Today, I am officially done with the semester. I am not so proud of the essay but it is completed! Yay! So, I was indulging myself with Grey's Anatomy for the past few weeks now and still ongoing..haha! For the past few days, I looked at the my more recent pictures and I didn't like my hair..not that it is awful but it was bad for me. Looking at the split ends and the worn-off color on my hair due to the dye several years ago, I decided to cut them off sometime this week.

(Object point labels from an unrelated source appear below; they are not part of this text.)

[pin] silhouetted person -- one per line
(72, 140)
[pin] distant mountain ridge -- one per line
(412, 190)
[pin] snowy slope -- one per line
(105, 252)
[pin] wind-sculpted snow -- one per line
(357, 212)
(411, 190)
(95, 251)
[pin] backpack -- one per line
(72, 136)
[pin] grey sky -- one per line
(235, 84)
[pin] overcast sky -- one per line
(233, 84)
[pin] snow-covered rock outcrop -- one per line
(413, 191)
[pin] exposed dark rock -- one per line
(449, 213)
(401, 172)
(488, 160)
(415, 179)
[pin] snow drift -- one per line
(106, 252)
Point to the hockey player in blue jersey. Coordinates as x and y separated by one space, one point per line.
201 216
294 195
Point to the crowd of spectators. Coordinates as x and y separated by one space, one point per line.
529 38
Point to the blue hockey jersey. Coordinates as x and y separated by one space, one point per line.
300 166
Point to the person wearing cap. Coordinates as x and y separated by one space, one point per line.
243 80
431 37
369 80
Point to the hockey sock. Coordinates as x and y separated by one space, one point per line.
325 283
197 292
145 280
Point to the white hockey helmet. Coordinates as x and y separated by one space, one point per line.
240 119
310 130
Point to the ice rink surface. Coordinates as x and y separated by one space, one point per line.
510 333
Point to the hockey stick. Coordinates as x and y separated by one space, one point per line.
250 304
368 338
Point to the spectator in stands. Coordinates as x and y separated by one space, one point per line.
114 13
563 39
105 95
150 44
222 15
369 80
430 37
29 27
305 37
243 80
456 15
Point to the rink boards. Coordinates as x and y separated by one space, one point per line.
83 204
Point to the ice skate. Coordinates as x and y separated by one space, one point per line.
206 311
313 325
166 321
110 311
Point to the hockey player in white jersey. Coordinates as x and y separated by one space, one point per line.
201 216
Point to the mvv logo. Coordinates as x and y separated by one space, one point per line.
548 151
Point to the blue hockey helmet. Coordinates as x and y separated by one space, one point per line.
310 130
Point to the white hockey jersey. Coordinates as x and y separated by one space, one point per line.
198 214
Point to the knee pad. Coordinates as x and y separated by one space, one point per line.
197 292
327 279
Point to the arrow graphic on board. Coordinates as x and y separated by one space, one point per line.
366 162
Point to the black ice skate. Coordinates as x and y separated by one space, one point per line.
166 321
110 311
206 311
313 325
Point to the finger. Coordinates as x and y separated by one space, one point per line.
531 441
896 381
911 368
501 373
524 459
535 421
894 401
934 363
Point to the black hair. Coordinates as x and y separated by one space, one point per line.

Ok, those were the updates. Now, back to what I want to write about in this post. Well, I was thinking about my enemies and was not able to name one person. It was probably because I didn't think they were hostile to me in any ways. In most of the bad occurrences or happenings, I find myself being the one who apologizes and forgives. Truth to be told, I can never hate someone for so long. Even if I dislike them for some reason, I would just opt to avoid and keep some distance. If something bad took place between any of my friend and I, the worse that could ever happen was not talking for days, weeks or months and that was it, things would eventually get better and we start talking. Unfortunate enough for me, I have one of my friendships being at the halt state for more than a year already. Not that I wanted it too but I think my friend had stopped calling me a friend. Although I am not emotionally affected by it for quite a long time already, I still wonder if she have thought of us and the memories, stories and times that we shared. I did my part in trying to salvage our friendship but maybe, it was not as effective as I thought it would be. I wondered if she would say Hi to me at least if we ever met. I mean wouldn't it be rude if she doesn't? She can annoy me by not even trying to be nice in any way but nothing was ever going to change the fact that we were friends at some point of our lives and those times can't be erased just like that. Sure, you can say time would change things for the better but how long? I still want to know about what was going on in her life and I'd lie if I say I don't care. One thing that I really hope is that we could at least meet or if the worst have to happen, I hope that we would end it in a mutual way rather than just one-sided.